Mercedes reconnaît avoir soutenu la venue de Verstappen aux 24 Heures du Nürburgring 2026.
- Stéphane CAVOIT

- 15 févr.
- 2 min de lecture
Le projet prend de l’ampleur : Max Verstappen pourrait bien s’aligner en GT3 dès 2026 sur la Nordschleife. Et du côté de Mercedes, on admet désormais avoir contribué à lever certains obstacles pour rendre cette perspective plus concrète. Présent à Bahreïn, Toto Wolff a confirmé que la branche compétition d’AMG avait participé aux discussions ayant conduit au report d’une manche de la Nürburgring Endurance Series (NLS). Ce changement de calendrier visait notamment à éviter un chevauchement avec le Grand Prix du Japon de Formule 1, laissant ainsi la porte ouverte à une préparation du Néerlandais avant un engagement envisagé aux 24 Heures du Nürburgring.

Le patron de l’écurie allemande a toutefois tenu à préciser son rôle : la démarche ne relevait pas directement de lui, mais bien de Mercedes-AMG en collaboration avec les organisateurs du championnat. Selon lui, l’ajustement profite à toutes les parties, à la série comme à son exposition médiatique.
L’intérêt suscité par la présence de Verstappen dans la discipline ne fait d’ailleurs aucun doute. Lors de ses débuts en GT3 en NLS en 2025 — ponctués par une victoire dès sa première apparition — l’audience en ligne avait explosé, multipliée de façon spectaculaire. Un engouement qui, aux yeux de Wolff, justifie pleinement les efforts pour faciliter son retour.

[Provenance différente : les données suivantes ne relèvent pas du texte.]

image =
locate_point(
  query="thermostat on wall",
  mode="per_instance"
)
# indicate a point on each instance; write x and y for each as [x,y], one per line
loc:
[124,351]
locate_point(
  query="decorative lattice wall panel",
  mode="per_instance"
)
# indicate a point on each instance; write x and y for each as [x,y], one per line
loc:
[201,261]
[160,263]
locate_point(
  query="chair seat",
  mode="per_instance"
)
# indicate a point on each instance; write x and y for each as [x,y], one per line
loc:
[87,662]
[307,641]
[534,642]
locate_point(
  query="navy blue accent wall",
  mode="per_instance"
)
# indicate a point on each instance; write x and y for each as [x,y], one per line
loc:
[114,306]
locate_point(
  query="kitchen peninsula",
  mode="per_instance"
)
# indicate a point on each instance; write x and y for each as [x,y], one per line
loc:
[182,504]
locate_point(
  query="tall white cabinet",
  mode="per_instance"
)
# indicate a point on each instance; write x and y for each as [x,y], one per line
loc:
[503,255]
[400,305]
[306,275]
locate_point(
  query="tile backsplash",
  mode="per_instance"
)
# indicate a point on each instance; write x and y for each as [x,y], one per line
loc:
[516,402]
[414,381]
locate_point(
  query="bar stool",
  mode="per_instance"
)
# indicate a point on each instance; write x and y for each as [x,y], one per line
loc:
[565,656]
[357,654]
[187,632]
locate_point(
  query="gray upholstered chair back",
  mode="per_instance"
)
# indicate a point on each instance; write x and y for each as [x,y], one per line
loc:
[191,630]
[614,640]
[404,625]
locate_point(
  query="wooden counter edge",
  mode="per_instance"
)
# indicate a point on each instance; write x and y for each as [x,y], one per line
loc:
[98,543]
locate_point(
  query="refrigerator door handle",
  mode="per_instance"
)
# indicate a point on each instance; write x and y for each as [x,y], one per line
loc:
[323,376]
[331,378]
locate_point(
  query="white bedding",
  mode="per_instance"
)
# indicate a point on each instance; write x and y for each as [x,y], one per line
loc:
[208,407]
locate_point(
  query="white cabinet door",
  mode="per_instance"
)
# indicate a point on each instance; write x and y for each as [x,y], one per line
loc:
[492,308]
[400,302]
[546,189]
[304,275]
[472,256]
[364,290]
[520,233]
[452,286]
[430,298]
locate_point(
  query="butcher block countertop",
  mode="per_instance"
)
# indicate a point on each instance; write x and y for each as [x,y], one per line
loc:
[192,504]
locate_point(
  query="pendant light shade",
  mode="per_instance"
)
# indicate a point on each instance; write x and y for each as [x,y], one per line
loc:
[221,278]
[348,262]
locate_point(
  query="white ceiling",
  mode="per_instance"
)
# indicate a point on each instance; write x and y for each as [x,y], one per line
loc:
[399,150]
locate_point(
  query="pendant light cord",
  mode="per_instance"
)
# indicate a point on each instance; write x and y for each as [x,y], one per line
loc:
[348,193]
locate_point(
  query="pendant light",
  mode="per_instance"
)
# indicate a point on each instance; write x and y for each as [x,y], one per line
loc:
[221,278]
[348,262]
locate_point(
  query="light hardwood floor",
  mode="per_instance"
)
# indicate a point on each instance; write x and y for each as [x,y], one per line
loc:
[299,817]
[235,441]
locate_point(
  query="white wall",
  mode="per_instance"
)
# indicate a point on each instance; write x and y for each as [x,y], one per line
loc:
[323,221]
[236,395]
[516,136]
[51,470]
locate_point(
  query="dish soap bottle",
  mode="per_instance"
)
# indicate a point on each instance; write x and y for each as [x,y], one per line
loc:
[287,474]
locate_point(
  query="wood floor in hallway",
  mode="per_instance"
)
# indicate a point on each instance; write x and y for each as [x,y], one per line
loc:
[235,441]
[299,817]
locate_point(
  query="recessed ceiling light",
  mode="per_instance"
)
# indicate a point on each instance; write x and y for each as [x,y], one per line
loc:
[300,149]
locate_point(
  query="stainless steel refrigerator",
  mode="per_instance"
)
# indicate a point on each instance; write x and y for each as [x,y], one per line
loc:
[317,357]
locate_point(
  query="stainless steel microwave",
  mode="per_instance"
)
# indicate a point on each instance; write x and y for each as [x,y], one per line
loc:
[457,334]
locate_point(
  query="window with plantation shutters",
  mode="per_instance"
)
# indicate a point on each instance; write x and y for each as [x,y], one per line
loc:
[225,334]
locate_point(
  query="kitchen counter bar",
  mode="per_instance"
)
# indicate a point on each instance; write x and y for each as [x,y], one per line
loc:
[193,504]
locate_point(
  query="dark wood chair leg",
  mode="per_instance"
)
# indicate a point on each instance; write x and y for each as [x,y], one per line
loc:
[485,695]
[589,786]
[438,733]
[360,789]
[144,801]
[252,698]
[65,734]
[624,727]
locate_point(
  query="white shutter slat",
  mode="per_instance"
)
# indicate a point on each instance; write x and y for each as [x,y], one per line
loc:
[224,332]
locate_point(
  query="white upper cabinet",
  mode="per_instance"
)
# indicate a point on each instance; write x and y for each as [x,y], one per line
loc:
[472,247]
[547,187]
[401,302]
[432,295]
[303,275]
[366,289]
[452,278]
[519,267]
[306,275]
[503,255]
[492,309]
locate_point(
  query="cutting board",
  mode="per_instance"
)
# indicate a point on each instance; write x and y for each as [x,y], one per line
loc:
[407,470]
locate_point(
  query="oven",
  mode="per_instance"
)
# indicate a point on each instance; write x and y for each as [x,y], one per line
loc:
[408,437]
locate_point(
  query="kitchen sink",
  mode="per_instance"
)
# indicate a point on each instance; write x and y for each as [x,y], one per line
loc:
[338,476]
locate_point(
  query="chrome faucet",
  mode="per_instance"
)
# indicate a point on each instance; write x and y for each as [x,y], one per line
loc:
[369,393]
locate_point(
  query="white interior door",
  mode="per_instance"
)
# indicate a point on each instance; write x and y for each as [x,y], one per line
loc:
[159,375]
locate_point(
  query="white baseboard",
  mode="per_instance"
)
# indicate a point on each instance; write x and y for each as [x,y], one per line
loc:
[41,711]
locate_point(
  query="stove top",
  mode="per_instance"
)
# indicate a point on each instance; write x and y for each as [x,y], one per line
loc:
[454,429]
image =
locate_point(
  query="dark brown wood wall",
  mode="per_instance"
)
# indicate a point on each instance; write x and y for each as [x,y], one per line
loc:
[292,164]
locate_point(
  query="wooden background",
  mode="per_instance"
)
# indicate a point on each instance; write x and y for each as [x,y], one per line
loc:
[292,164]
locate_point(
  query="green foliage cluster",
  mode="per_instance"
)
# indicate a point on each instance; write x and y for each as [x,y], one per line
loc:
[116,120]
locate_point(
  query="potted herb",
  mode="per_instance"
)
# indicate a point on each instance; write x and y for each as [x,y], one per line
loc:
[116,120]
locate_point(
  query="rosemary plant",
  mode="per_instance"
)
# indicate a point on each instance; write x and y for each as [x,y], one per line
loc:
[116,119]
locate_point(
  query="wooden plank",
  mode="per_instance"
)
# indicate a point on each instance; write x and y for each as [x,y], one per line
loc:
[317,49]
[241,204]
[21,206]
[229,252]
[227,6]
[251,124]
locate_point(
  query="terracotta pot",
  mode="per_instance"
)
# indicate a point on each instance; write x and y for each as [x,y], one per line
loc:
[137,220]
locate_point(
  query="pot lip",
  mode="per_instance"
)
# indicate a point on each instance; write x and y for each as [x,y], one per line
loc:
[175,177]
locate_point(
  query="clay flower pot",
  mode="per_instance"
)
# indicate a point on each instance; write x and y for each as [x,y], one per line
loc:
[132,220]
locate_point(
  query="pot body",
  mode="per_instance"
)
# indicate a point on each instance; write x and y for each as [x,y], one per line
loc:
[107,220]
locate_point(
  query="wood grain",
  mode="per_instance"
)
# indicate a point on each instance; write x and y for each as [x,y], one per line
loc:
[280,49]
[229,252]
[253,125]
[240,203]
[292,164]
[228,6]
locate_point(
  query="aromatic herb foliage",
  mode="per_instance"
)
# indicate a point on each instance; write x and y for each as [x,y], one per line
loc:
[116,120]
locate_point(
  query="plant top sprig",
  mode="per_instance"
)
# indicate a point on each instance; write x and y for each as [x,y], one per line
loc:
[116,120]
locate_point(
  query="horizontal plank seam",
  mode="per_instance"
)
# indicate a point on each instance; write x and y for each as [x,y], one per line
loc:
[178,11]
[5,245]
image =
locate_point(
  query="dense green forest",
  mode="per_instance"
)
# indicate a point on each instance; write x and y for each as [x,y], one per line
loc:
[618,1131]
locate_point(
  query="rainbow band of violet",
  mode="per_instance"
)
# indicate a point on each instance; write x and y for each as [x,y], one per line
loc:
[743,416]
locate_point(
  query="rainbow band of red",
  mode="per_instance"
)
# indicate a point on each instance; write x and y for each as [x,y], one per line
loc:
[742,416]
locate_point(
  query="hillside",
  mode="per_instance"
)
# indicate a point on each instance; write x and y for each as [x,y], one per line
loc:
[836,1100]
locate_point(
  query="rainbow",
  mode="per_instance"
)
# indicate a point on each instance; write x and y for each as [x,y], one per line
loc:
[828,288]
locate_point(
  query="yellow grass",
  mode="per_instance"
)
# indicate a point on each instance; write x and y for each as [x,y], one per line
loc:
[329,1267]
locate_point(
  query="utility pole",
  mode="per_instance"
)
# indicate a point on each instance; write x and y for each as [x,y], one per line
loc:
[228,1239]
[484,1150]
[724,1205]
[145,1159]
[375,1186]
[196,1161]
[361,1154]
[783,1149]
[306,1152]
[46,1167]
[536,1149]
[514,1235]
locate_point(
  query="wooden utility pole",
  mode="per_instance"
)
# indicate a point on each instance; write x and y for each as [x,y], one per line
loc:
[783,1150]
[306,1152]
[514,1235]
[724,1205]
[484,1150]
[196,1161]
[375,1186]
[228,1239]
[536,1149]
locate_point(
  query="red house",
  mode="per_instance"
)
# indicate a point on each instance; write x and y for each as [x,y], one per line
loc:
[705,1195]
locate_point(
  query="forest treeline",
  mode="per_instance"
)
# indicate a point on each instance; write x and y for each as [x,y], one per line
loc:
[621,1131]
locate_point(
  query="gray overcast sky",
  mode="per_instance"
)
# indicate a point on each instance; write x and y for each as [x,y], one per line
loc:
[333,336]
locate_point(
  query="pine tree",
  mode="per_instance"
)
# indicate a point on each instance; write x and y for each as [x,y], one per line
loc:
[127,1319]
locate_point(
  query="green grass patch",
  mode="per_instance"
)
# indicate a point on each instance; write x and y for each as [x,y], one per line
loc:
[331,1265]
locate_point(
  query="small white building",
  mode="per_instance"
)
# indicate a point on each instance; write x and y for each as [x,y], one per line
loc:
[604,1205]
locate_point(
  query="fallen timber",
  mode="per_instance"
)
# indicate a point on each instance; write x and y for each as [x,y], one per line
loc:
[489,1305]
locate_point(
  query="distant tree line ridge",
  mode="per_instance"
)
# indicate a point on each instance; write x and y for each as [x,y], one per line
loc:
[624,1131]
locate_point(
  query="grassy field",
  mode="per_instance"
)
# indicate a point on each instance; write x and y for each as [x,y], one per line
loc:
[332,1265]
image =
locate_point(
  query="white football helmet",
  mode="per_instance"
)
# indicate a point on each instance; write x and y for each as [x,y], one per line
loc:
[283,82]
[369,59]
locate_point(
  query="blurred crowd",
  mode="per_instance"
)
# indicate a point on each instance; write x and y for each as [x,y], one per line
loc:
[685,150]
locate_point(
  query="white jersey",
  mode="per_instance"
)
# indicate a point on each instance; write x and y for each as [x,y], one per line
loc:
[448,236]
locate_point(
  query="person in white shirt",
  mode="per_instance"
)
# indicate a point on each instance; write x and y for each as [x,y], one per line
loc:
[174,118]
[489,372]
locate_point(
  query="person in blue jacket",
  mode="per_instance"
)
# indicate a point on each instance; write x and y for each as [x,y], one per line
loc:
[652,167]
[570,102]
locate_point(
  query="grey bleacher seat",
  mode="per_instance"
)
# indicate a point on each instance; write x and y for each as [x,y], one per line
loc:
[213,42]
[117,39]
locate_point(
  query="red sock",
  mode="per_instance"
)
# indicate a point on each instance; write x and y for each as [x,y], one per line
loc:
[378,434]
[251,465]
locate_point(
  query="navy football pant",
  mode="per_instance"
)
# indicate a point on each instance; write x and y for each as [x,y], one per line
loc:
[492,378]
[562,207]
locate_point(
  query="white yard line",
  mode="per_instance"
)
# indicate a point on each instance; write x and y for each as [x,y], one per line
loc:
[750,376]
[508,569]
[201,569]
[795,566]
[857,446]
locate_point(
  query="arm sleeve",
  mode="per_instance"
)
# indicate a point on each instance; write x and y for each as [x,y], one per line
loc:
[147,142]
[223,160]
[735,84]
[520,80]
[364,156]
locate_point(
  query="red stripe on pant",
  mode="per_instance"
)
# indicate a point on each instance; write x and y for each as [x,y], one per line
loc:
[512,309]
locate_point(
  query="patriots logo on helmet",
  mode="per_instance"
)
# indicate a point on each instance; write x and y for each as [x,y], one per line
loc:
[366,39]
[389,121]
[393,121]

Dans ce contexte, Mercedes se réjouit ouvertement de voir le quadruple champion du monde envisager un programme en GT3, d’autant plus s’il se concrétise au volant d’une voiture de la marque.
Verstappen motivé mais prudent
De son côté, Max Verstappen ne cache pas son envie de s’attaquer à la mythique épreuve allemande. L’idée le séduit d’autant plus qu’il explore des horizons différents en parallèle de la Formule 1, notamment alors qu’il se montre critique envers les évolutions techniques prévues dans la discipline reine à partir de 2026. Le pilote insiste cependant sur la nécessité de se préparer sérieusement. Pour lui, participer à au moins une course de la NLS est indispensable afin de se familiariser avec les spécificités de la Nordschleife : procédures d’endurance, relais, changements de pilotes ou encore gestion globale d’une voiture GT3 sur un tracé aussi exigeant.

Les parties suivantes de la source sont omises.